The following attributes are recognized on the included roots:

cx:idfixup

The “idfixup” scheme to use for this transclusion.

cx:linkscope

The “linkscope” scheme to use for this transclusion.

cx:prefix

The prefix to use for this transclusion, only relevant for cx:idfixup="prefix".

cx:id

The ID value to use for the top-level of the transcluded content.

You'll need the latest XML Calabash, if you want to try it out.

On the one hand, it seems to be possible to implement several different transclusion scenarios this way.

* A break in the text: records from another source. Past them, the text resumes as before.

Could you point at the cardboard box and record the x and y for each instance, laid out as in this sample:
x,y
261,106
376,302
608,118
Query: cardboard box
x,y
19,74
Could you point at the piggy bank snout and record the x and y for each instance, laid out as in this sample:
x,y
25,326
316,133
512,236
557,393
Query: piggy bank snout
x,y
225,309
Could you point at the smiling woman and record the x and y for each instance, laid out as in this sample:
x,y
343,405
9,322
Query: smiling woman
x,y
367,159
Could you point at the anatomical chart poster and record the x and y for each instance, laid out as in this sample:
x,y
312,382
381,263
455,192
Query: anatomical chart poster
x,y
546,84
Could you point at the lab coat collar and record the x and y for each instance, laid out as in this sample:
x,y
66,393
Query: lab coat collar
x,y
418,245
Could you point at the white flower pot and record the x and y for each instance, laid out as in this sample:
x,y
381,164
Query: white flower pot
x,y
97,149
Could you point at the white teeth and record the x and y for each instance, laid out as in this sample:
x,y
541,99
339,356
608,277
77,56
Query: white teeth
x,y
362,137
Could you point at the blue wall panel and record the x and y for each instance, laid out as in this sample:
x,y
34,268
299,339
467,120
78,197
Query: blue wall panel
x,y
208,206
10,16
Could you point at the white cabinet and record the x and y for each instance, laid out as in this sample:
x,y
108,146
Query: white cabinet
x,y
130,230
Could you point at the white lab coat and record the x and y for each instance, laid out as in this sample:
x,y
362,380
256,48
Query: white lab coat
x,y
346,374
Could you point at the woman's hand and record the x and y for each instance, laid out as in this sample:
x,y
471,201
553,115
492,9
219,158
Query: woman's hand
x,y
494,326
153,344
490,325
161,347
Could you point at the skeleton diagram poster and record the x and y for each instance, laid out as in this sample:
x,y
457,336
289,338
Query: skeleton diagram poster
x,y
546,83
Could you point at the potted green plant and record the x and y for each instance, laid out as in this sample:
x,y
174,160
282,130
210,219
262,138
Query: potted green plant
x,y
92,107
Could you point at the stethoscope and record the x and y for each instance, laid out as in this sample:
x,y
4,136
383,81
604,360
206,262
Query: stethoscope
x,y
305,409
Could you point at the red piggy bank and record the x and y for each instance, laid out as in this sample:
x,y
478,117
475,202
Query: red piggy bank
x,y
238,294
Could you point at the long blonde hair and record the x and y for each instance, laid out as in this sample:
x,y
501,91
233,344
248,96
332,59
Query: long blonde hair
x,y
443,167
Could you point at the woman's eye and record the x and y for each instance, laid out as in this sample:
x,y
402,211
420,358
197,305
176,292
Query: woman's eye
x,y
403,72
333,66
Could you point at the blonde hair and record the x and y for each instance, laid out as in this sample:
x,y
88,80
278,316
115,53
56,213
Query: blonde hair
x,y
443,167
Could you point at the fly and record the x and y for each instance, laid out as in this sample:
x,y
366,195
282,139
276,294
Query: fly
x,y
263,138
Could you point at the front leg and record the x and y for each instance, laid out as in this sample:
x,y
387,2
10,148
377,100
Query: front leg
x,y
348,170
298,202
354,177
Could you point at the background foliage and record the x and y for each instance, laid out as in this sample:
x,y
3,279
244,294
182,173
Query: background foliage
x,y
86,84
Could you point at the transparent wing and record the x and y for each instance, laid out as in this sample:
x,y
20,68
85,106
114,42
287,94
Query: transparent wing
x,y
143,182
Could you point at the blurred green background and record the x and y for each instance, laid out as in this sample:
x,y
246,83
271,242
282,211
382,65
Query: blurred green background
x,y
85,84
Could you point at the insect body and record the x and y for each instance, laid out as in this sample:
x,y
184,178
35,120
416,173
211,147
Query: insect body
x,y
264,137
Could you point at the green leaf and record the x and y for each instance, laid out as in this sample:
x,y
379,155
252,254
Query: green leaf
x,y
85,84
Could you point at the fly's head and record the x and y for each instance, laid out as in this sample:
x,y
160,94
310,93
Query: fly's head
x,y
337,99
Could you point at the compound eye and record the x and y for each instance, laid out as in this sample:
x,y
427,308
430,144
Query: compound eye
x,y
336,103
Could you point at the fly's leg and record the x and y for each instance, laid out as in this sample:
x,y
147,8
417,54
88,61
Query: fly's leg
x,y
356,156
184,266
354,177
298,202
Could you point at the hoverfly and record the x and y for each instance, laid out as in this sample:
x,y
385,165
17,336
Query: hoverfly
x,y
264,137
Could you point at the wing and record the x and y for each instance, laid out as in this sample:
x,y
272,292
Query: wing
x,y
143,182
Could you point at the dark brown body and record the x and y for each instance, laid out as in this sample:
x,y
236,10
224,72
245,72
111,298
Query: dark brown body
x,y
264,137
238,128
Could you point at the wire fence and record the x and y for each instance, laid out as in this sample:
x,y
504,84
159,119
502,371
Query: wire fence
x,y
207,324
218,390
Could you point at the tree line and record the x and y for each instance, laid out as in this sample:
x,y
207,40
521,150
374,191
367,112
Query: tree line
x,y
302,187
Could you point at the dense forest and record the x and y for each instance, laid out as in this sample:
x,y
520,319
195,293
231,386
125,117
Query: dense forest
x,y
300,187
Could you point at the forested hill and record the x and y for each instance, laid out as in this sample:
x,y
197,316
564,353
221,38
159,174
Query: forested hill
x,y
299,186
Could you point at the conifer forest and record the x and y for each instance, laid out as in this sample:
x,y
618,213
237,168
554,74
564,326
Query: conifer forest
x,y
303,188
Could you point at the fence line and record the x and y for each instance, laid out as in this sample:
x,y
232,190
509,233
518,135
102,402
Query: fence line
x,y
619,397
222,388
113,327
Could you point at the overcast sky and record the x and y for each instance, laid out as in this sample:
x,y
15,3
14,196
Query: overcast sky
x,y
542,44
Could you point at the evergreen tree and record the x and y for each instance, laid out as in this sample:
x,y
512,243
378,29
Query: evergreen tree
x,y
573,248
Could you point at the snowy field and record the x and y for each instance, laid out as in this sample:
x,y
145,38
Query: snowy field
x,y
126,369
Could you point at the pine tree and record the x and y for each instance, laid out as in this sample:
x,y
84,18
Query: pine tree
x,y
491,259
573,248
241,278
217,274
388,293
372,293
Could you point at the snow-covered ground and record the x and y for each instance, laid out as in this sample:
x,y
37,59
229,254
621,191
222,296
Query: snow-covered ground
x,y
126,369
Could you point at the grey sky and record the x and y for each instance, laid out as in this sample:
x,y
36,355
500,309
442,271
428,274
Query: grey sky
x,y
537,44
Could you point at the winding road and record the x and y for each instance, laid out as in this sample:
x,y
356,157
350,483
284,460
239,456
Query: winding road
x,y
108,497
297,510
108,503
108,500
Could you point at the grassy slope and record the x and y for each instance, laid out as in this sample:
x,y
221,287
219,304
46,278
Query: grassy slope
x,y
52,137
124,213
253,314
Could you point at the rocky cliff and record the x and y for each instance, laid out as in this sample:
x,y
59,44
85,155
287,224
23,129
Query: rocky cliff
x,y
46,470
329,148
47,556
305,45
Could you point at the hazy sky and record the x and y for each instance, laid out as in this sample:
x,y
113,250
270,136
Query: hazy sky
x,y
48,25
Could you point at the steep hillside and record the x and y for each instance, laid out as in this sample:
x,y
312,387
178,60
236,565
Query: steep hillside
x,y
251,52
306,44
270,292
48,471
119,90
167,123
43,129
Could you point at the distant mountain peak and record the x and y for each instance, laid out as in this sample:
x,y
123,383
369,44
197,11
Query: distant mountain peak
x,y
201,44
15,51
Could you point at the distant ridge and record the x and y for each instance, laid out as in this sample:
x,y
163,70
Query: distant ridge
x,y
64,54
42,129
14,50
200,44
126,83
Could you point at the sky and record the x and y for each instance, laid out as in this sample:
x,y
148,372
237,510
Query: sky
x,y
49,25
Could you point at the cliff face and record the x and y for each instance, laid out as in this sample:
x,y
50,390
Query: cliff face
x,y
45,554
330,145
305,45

On the other hand, I'm disappointed by how much author-involvement is necessary to get good results. In particular, observe that if there are nested transclusions, it's not at all clear (to me) which way the precedence should run.

Comments and suggestions most welcome, as always.

Comments

The id fixup logic be also used when validating the document (e.g. in an editor), correct? I.e. you wouldn't get spurious repeated id errors if you include content with the same id more than once as long as you strip or fix the ids.

—Posted by David Cramer on 03 Oct 2011 @ 09:39 UTC #

Yes, I think it would make sense to do validation after fixup. Pipelines FTW.

—Posted by Norman Walsh on 04 Oct 2011 @ 02:53 UTC #

There are also for options for scoping IDREF values

Typo IMHO "for" should be four

—Posted by Mr Typo on 04 Oct 2011 @ 12:44 UTC #

Thank you, Mr. Typo. Fixed.

—Posted by Norman Walsh on 04 Oct 2011 @ 01:36 UTC #

Your XML inclusions in this page appear to have vanished.

—Posted by Daniel Lyons on 10 Apr 2013 @ 06:52 UTC #

Yikes! Right you are. Will fix ASAP!

—Posted by Norman Walsh on 18 Apr 2013 @ 10:43 UTC #

Must have forgotten to flush the cached HTML after a bug fix. Works now.

—Posted by Norman Walsh on 19 Apr 2013 @ 04:05 UTC #